España

Casado rompe la foto de Colón con un rotundo no a Abascal

  • Vox asegura que seguirá apoyando al Gobierno de Juanma Moreno en Andalucía, "a pesar del ataque personal contra mi"

  • "Si yo fuese como usted, el PP dejaría de gobernar mañana mismo en Andalucía y Madrid", ha contestado Abascal

Pablo Casado durante su intervención en la moción de censura. Pablo Casado durante su intervención en la moción de censura.

Pablo Casado durante su intervención en la moción de censura. / EFE

"Son ustedes la derecha que no asusta a la izquierda". "Ha cometido el mismo fraude que Sánchez". "Vox es el seguro de la victoria eterna de la izquierda". Y así, una tras otra sentencia. El líder del PP, Pablo Casado, ha roto de modo definitivo con Vox, al menos en el Congreso, y a pesar de que varios gobiernos autonómicos, entre éstos el andaluz, se apoyan en el partido de Abascal. No, el PP votará de modo negativo a la moción de censura de Vox, que concluirá con el único respaldo de sus 52 escaños.

"Esto es una mentira más de Vox para que Sánchez siga en la Moncloa", ha resumido el líder de los populares, que este jueves ha roto la fotografía de la plaza de Colón, aquella que ya le costó la carrera política a Albert Rivera. Nunca Casado había pronunciado un discurso tan rotundo contra el radicalismo de Vox, a quien ha afeado todo.

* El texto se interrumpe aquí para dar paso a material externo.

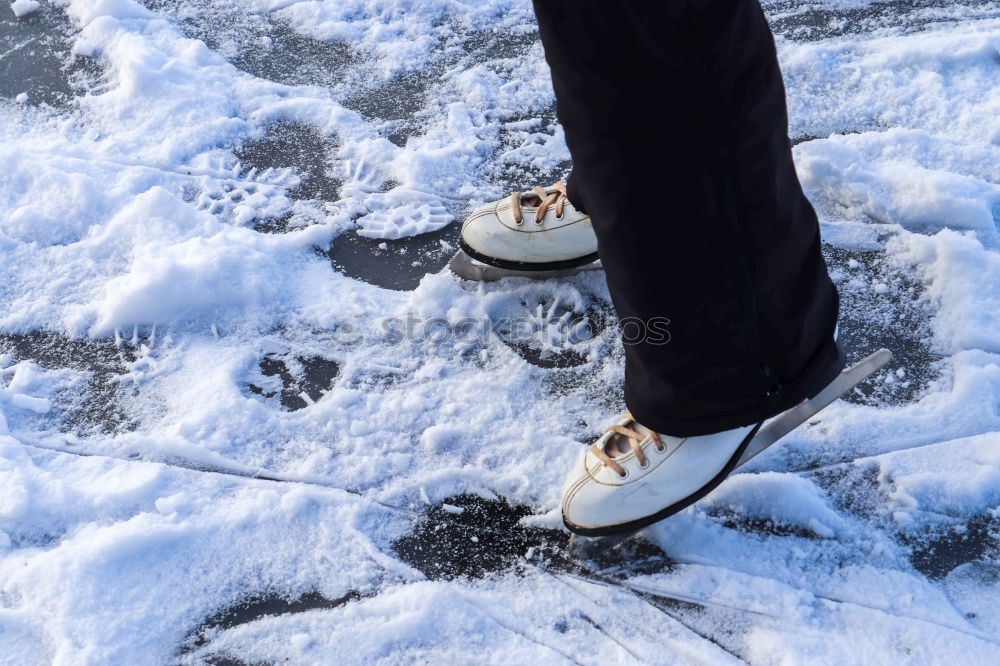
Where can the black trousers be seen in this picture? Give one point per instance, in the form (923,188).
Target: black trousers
(674,113)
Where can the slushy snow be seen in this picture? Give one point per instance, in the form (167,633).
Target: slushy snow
(192,286)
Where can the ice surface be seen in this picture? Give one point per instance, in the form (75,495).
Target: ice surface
(246,416)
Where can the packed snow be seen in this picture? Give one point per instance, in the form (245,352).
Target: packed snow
(247,414)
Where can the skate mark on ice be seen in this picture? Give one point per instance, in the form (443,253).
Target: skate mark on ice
(447,542)
(467,536)
(883,306)
(260,45)
(293,148)
(296,381)
(253,609)
(554,332)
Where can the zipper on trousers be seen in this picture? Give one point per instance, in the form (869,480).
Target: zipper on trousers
(770,383)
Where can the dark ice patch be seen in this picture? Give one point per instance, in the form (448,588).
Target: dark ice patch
(883,305)
(287,379)
(35,57)
(401,264)
(936,550)
(102,405)
(803,21)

En su respuesta, Santiago Abascal se ha mostrado "perplejo" por "el ataque personal contra mi" y le ha recriminado que, al menos, debía de haberle dado las "gracias" por sostener a los gobiernos de Juanma Moreno y de Isabel Díaz Ayuso. Aun así, ha manifestado que los seguirá respaldando "por responsabilidad histórica".    

Tal como Mariano Rajoy le espetó a Pedro Sánchez en un duro debate televisivo, Pablo Casado le ha dicho a Santiago Abascal: "Hasta aquí hemos llegado". El líder de los populares, interpelado de modo personal en esta moción, ha acusado a Vox de maniobras oscuras contra su partido, tales como crear perfiles falsos en las redes, protestas ante mítines y falsedades sobre biografías. A Abascal, que fue militante del PP y que dirigió una fundación con cargo a la Comunidad de Madrid, le ha dicho que "esta moción la dirige contra el partido que le ha estado pagando durante 15 años".

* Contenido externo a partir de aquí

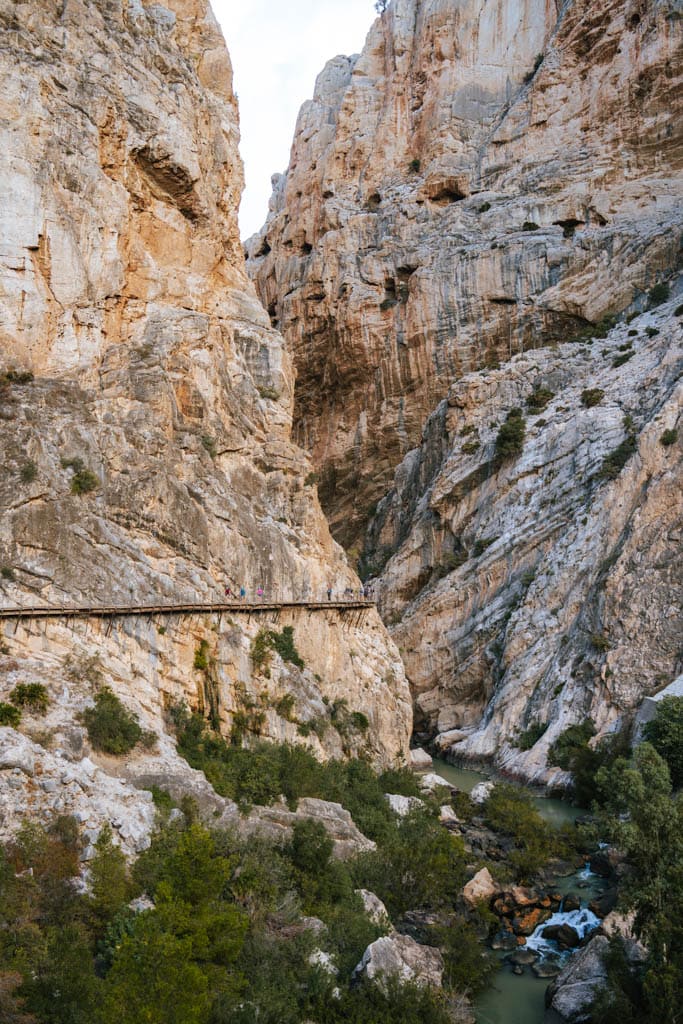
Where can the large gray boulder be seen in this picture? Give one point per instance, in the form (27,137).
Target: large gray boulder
(400,956)
(571,993)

No hay más fotos de Colón, ni contra Pedro Sánchez, el PP quiere ir de la mano con Vox, al menos si Abascal insiste en su objetivo de liderar a la derecha española. De un modo muy claro, ha establecido una línea roja con Vox a limitar de modo temporal la supuesta deficiencia del Gobierno de Pedro Sánchez. "Éste es el peor de los últimos 40 años". No de los últimos 80 años, el franquismo queda excluido de la comparación democrática de Casado, quien ha recordado desde la tribuna, por vez primera, que su abuelo también fue un represaliado del régimen que ganó la Guerra Civil. Fue un abogado militante de Acción Republicana y de la UGT.

La crítica ha sido tan grave que le ha afeado -"ha pisoteado"- la reivindicación de los militantes del PP asesinados por ETA. La de Casado no sólo ha sido una intervención en contra de Vox, sino la defensa del PP, como un partido reformista y autonomista. "No es que nos hayamos rendido, no es que seamos cobarde, es que no queremos ser como ustedes, no somos como ustedes, el PP no quiere ser el partido del odio", ha añadido. 

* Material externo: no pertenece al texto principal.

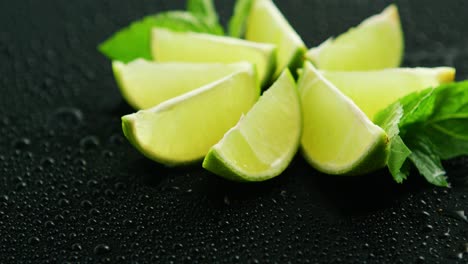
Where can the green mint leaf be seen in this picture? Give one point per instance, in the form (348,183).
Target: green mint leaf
(205,10)
(239,18)
(427,161)
(389,119)
(448,146)
(397,159)
(447,127)
(434,127)
(399,152)
(133,41)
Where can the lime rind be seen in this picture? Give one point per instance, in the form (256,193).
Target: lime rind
(370,152)
(261,159)
(374,90)
(167,139)
(145,84)
(291,48)
(376,43)
(168,46)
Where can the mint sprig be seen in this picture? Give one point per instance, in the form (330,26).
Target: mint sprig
(425,128)
(206,11)
(133,41)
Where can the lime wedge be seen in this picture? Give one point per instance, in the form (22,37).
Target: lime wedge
(183,129)
(145,84)
(337,136)
(198,47)
(264,141)
(372,91)
(377,43)
(266,24)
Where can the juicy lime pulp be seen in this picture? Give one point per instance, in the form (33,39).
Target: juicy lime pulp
(372,91)
(291,48)
(198,47)
(183,129)
(337,136)
(145,84)
(264,141)
(376,43)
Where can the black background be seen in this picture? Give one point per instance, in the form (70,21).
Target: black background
(72,190)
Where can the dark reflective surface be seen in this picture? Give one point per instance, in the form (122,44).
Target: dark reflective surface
(72,190)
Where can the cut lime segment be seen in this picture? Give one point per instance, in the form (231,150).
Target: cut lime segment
(337,136)
(264,141)
(197,47)
(145,84)
(376,43)
(183,129)
(372,91)
(266,24)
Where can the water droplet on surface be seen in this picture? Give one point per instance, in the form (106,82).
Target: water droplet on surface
(34,240)
(101,249)
(21,143)
(66,117)
(89,142)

Este ruptura manifiesta podría traer consecuencias en los gobiernos andaluz, castellano y leonés, murciano y madrileño, para quienes es imprescindible el respaldo parlamentario de Vox, pero Casado también sabe que lo que no podrá hacer Abascal, porque resultaría letal, es aliarse con los socialistas de Susana Díaz o con los anticapitalistas de Teresa Rodríguez. "Si yo fuese como usted, el PP dejaría de gobernar en Andalucía", le ha advertido Abascal, pero casi de modo inmediato ha asegurado que no sería así.